第214話:顔のない者
「承認。対象『エリリア』『ノア』およびマスター『アイロン』を安全な座標へ空間転移します。システム起動」
アイロンは乾いた喉から、短く呆然とした声を絞り出すのが精一杯だった。
「な……」
アイロン、ノア、そしてエリリアの姿が掻き消えた。
数分後。
血まみれの鎧を着た部隊の指揮官が、腰から震える結晶器を取り出し、口元へと近づけた。

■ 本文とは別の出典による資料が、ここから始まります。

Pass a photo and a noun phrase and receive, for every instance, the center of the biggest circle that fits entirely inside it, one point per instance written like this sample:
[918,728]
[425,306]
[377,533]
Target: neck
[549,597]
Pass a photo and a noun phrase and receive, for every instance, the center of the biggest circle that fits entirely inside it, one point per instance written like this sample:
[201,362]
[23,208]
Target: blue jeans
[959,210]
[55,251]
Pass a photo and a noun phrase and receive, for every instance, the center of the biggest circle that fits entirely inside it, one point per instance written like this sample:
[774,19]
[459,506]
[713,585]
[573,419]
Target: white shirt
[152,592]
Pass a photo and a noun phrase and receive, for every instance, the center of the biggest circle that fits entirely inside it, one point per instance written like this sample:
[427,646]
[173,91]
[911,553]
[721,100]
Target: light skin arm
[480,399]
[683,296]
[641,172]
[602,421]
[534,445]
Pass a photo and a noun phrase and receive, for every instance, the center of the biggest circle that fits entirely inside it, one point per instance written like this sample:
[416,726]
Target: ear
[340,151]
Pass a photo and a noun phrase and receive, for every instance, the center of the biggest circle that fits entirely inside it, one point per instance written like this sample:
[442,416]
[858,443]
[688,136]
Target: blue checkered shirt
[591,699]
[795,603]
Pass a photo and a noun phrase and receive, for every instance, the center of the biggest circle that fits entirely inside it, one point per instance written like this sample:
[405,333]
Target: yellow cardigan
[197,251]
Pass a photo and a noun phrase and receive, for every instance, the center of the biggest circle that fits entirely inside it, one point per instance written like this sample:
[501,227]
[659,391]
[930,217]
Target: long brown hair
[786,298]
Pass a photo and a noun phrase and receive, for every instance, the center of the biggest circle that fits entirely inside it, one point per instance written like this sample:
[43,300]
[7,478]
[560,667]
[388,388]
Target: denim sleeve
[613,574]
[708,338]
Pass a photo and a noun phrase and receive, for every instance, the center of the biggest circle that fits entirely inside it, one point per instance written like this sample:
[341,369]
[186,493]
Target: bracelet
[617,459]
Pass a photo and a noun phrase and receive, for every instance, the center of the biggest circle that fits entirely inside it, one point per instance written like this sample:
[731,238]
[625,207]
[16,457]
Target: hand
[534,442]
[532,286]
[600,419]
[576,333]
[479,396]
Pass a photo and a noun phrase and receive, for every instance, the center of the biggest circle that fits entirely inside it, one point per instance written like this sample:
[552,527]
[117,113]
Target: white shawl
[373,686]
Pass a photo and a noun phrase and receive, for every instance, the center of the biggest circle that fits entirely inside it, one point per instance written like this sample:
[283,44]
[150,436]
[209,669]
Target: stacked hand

「報告! セクターの掃討および制圧を完了しました」指揮官はしゃがれた声で告げた。「ですが、問題が発生しました。主要目標であるアイロン、ノア、エリリアの三名が消失しました」
通信の向こう側から、オルゲルドの激怒した怒号が響く。
「探し出せ! 周辺一帯を虱潰しにしろ! 煙のように消えるはずがないだろう!」
「すべて徹底的に捜索しろ!」ヴァルデスの冷徹な声がそれを遮った。「その廃墟をひっくり返してでも、奴らを見つけ出せ!」
「了解しました!」指揮官は叫び、兵士たちの方へ振り返ると散開捜索の命令を下した。
彼らの周囲には、ただ静寂だけが広がっていた。
地面には、見開かれた目のまま息絶えたマレクが横たわっている。
泥の中には、他の民兵たちの遺体も転がっていた。
ドーンヘイムを囲んでいた松の森は、完全に姿を消していた。残っているのは、黒焦げの灰、焼き尽くされた大地、そして砕けた岩だけだ。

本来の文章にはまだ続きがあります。